Hatta büyük bir kriz döneminden geçtiğini, komplike akıl hastalığı sorunları ile boğuştuğunu ve tedavi sürecine başladığını belirten Miller, davranışlarından ötürü üzdüğü insanlardan da özür dilemişti.
Tabii bu olaylardan sonra büyük tepkiler çeken Miller, Warner Bros. tarafından kovulmanın da eşiğine gelmişti. Öyle ki stüdyo filmi iptal etmeyi ya da başka bir oyuncuyla yola devam etmeyi dahi düşünüyordu.
Miller’ın profesyonel bir destek almayı kabul etmesinin ardından sular durulmuş, filmin yönetmeni Andy Muschietti de oyuncuya destek vermişti. Fakat buna rağmen Miller’ın geleceği hala belirsiz ve filmin vizyonu öncesinde de Miller’a stüdyo tarafından bir basın kısıtlaması getirildi.

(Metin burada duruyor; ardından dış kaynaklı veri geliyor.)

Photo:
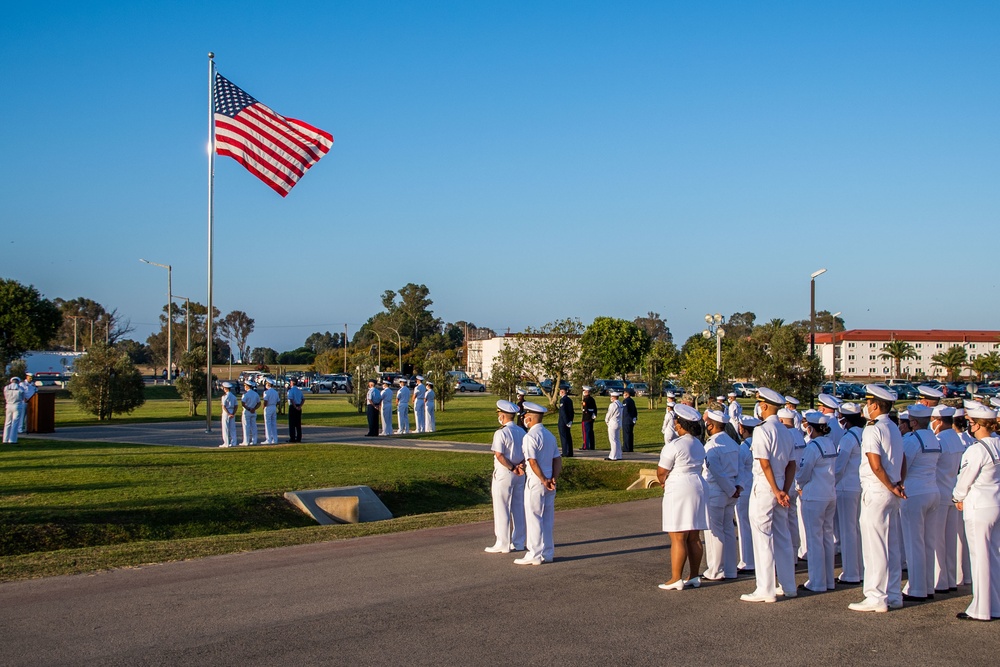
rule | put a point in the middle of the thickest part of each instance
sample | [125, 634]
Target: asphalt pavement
[433, 597]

Filmin vizyonu öncesinde Miller’ın DC’ye zarar veren skandalları yetmezmiş gibi General Zod’u canlandıran Michael Shannon da süreçle ilgili kafa karıştırıcı açıklamalarda bulunmuştu.
Çoklu evren temasına sahip filmlerin kendisini korkuttuğunu belirten Shannon, sürecin de kendisi için tatmin edici olmadığını dile getirmişti. Man of Steel‘daki karakter çalışmasına da atıfta bulunan oyuncu, The Flash‘in cast’ına katılmadan önce de Zack Snyder’i aradığını ve onun onayını aldığını söylemişti.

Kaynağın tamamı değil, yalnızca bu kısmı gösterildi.